Ren Jie, Du Yinhao, Li Shaoyu, Ma Shuangge, Jiang Yu, Wu Cen
Department of Statistics, Kansas State University, Manhattan, Kansas.
Department of Mathematics and Statistics, University of North Carolina at Charlotte, Charlotte, North Carolina.
Genet Epidemiol. 2019 Apr;43(3):276-291. doi: 10.1002/gepi.22194. Epub 2019 Feb 11.
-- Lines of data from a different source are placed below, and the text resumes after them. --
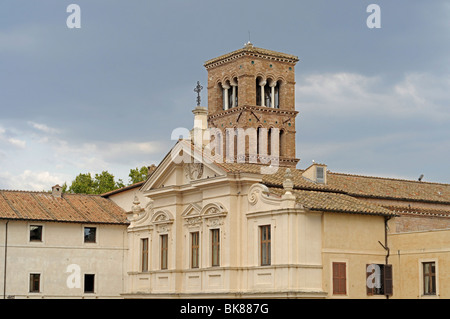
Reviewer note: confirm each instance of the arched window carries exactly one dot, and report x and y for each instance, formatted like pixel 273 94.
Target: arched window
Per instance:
pixel 282 142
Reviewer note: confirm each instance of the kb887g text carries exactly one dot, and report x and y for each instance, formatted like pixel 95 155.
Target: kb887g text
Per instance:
pixel 246 308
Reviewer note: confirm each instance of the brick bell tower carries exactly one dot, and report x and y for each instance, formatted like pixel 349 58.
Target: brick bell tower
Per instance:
pixel 255 88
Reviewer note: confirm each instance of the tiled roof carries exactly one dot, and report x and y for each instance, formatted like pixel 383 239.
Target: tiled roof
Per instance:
pixel 333 202
pixel 419 211
pixel 354 185
pixel 20 205
pixel 378 187
pixel 119 190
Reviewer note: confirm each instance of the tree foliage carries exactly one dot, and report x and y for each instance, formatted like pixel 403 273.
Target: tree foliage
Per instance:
pixel 138 175
pixel 103 182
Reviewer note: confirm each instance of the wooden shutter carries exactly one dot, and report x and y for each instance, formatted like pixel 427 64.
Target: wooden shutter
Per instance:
pixel 339 278
pixel 387 283
pixel 370 291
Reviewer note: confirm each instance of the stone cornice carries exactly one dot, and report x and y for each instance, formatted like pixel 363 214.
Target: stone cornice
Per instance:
pixel 251 51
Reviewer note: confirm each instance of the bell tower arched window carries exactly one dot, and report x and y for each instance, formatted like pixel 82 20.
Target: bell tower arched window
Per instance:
pixel 229 94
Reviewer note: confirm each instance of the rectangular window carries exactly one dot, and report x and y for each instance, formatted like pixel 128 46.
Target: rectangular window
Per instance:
pixel 320 175
pixel 164 251
pixel 339 278
pixel 35 282
pixel 379 279
pixel 215 247
pixel 429 278
pixel 144 254
pixel 89 281
pixel 35 233
pixel 90 234
pixel 195 249
pixel 265 245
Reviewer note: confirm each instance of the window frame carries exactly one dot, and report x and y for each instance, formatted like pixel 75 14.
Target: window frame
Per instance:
pixel 164 251
pixel 265 246
pixel 41 234
pixel 33 281
pixel 93 284
pixel 195 249
pixel 215 247
pixel 95 241
pixel 145 254
pixel 341 279
pixel 432 275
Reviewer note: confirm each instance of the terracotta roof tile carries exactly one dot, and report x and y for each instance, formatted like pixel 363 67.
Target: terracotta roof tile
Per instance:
pixel 355 185
pixel 334 202
pixel 68 208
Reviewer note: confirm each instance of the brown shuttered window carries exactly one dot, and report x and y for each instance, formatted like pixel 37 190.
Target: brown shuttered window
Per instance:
pixel 215 247
pixel 388 286
pixel 339 278
pixel 35 280
pixel 195 249
pixel 379 279
pixel 429 278
pixel 265 245
pixel 144 254
pixel 164 251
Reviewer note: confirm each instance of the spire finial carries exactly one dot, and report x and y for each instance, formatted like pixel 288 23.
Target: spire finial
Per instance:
pixel 197 90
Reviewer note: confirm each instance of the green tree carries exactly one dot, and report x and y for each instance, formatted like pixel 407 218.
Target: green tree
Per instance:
pixel 104 183
pixel 82 184
pixel 138 175
pixel 101 183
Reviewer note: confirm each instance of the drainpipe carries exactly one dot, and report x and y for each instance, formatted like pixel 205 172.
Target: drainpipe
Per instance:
pixel 6 254
pixel 385 246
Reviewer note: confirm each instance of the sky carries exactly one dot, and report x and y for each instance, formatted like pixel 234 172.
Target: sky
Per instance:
pixel 107 95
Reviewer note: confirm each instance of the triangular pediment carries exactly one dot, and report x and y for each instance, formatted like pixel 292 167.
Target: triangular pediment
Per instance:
pixel 191 211
pixel 179 170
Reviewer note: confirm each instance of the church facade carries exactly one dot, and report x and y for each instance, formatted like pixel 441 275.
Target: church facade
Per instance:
pixel 226 214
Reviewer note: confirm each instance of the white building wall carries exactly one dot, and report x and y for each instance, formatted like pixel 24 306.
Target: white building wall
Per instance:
pixel 62 245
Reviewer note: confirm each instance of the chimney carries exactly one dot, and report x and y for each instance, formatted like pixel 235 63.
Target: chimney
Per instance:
pixel 200 126
pixel 151 169
pixel 56 191
pixel 316 173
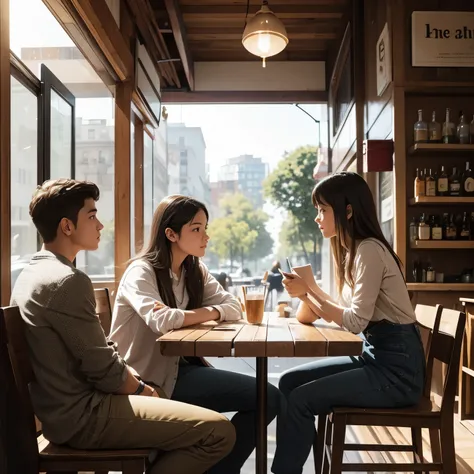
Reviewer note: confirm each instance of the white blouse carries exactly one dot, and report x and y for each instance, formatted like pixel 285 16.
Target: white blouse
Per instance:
pixel 379 289
pixel 136 324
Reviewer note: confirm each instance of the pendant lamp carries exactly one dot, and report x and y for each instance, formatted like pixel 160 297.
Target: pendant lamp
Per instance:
pixel 265 35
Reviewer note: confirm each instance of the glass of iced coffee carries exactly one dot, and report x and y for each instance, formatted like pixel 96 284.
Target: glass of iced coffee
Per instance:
pixel 254 297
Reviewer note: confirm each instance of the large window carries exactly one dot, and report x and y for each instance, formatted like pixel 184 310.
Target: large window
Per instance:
pixel 38 39
pixel 24 169
pixel 147 186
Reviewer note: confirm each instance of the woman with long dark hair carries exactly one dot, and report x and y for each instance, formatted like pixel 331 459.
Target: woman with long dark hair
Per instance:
pixel 373 299
pixel 167 287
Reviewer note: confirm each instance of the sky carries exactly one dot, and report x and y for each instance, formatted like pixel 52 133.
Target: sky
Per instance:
pixel 263 130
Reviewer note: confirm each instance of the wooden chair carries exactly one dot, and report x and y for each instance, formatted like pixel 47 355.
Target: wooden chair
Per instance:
pixel 442 346
pixel 103 308
pixel 38 455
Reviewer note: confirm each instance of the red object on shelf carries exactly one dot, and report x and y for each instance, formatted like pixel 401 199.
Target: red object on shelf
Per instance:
pixel 378 155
In cancer genomic studies, an important objective is to identify prognostic markers associated with patients' survival. Network-based regularization has achieved success in variable selections for high-dimensional cancer genomic data, because of its ability to incorporate the correlations among genomic features. However, as survival time data usually follow skewed distributions, and are contaminated by outliers, network-constrained regularization that does not take the robustness into account leads to false identifications of network structure and biased estimation of patients' survival. In this study, we develop a novel robust network-based variable selection method under the accelerated failure time model. Extensive simulation studies show the advantage of the proposed method over the alternative methods. Two case studies of lung cancer datasets with high-dimensional gene expression measurements demonstrate that the proposed approach has identified markers with important implications.
在癌症基因组研究中,一个重要目标是识别与患者生存相关的预后标志物。基于网络的正则化方法在高维癌症基因组数据的变量选择中取得了成功,因为它能够纳入基因组特征之间的相关性。然而,由于生存时间数据通常遵循偏态分布,并且受到异常值的影响,未考虑稳健性的网络约束正则化会导致网络结构的错误识别以及患者生存的偏差估计。在本研究中,我们在加速失效时间模型下开发了一种新颖的基于稳健网络的变量选择方法。大量模拟研究表明了所提出方法相对于其他方法的优势。对具有高维基因表达测量的肺癌数据集进行的两个案例研究表明,所提出的方法识别出了具有重要意义的标志物。